« Mais le combat est d’abord, et avant tout, politique,
au sens le plus profond du mot, culturel, pour dire ce que nous n’acceptons
pas, car cela met en danger la cohésion de la Nation. » - M. Valls.
Je partage cette vision depuis toujours mais est-ce vraiment le fond de votre pensée?
C’est au cœur de la cité que se trouvent les réponses.
De « polis » en grec nous tenons la politique. Du
latin « civitas», la citoyenneté. Privées des langues anciennes, les
futures générations l’ignoreront bientôt.

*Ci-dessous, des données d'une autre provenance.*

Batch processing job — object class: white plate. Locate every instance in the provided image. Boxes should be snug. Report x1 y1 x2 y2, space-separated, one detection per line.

Au sens le plus profond du mot c’est l’ensemble des règles qui
permettent à la cité de prospérer grâce à la cohésion de sa population.
C’est bien ce qu’il nous faudrait mais en avons-nous les
moyens ? Pouvons-nous détruire ce que nous construisons depuis 60 ans ?
Car cette cité malade dans laquelle nous vivons est
fabriquée de toutes pièces, née d’un idéal visionnaire de gens déconnectés de
la réalité.
Je ne suis ni éclairée ni illuminée. Je suis juste une
citoyenne de seconde zone sachant superposer des cartes et enfoncer des portes
ouvertes.
Si nous associons tous l’intégrisme avec la cité de banlieue
nous n’en voyons pas toujours les causes profondes et je souhaite revenir sur
notre histoire récente. Cette analyse n’engage bien sûr que moi, simple fruit
de mes observations.
C’est en regardant différentes cartes que j’ai commencé à
creuser un peu plus.
D’abord celles de la répartition des foyers intégristes et
des fameux « Grands Ensembles ». Puis celles du chômage, de l’échec
scolaire, de la pauvreté, des conversions, de la violence, de l’extrême droite
et des évangélistes pentecôtistes. Ce n’est pas un hasard si toutes révèlent
les mêmes points noirs (certaines exceptions pour l’extrême droite qui est
parfois en périphérie de ces zones).
La France est le seul pays d’Europe à avoir choisi
massivement ce mode d’urbanisation, nos voisins préférant opter pour des
immeubles bas et des cités jardins. Il se trouve aussi que la France détient le
record européen du nombre de djihadistes sur son territoire.
Hasard ?
Je ne pense pas…
Nous sommes juste après la guerre et il faut reconstruire la
France. Les infrastructures, les transports, les logements.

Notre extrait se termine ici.